Tenendo a freno l’agitazione, Giunio cercò di elaborare un piano alternativo, anche se trovare un altro posto per portare a compimento la sua vendetta gli appariva molto difficile. I tempi erano malsicuri, aveva detto l’uomo della taverna, e i senatori si facevano sempre accompagnare da una nutrita scorta armata.

Fu proprio la scorta a metterlo all’erta. Stava elaborando un’ennesima serie di congetture e ipotesi, quando, poco prima della chiusura, un drappello di soldati si arrestò appena oltre l’ingresso del complesso termale. Dalle loro schiere emerse Menenio, ancora in laticlavio. Al suo fianco, Sestilio stava parlando animatamente. Sentì distintamente il senatore anziano ordinare agli inservienti di sgomberare il salone, invitandoli ad aspettare all’esterno che avesse finito di servirsi dell’impianto. Fu obbedito senza fiatare, dagli inservienti come dagli ultimi frequentatori rimasti nel sudatorio.

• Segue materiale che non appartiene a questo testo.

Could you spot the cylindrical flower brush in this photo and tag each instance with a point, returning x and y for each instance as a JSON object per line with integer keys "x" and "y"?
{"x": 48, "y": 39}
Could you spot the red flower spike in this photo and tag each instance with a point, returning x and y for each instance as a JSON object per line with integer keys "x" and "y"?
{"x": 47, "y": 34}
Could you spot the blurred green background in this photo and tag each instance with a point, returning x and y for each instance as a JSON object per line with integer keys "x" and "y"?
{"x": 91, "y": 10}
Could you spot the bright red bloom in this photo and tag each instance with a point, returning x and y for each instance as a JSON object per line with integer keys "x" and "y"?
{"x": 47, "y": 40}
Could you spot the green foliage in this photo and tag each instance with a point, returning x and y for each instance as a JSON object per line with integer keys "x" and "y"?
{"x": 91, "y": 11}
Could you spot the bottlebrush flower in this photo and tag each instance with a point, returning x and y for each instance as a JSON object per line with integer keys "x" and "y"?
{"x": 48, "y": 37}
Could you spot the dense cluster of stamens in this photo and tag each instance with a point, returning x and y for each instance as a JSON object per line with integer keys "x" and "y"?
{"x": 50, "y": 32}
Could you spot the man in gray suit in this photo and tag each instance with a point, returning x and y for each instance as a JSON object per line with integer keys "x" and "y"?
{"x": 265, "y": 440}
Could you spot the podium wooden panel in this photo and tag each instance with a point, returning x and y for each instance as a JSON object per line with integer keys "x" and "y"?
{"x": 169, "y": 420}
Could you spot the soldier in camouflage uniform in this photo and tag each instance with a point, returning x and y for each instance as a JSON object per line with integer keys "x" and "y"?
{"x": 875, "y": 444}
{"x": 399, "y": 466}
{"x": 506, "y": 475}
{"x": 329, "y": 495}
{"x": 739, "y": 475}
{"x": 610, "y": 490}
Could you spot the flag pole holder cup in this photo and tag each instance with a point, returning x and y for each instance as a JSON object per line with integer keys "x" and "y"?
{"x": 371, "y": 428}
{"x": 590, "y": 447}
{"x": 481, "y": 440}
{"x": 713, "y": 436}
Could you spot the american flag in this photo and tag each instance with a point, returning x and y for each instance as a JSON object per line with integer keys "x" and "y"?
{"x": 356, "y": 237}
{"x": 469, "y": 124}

Giunio seguì attentamente con lo sguardo i due biechi individui che, rimasti finalmente soli, si dirigevano verso lo spogliatoio. Non li avrebbe persi di vista un istante, in attesa del momento propizio per pareggiare un conto troppo pesante e aperto da troppo tempo.

Cape Canaveral. Florida. Kennedy Space Center.

Aprile 1996.

Il fattore imprevisto, temuto da Kevin Dimarzio e con tanta albagia escluso dagli scienziati della commissione ONU, si era purtroppo verificato. Oltre la scia della cometa Yakutake, completamente nascosto dal suo accecante chiarore, era improvvisamente comparso l’asteroide Speitz-42 su un’orbita completamente diversa da quella calcolata. Come non era riuscito a tenere conto della forza di attrazione della luna, ancor meno Leonard Speitz aveva potuto prevedere la comparsa dell’immensa cometa, con il subbuglio che essa avrebbe potuto provocare nelle traiettorie dei corpi celesti. Né la potevano prevedere gli scienziati, così testardamente ancorati alle loro certezze e decisi a escludere qualsiasi imprevisto. Inutile recriminare. L’asteroide era indubitabilmente, inesorabilmente puntato verso la Terra.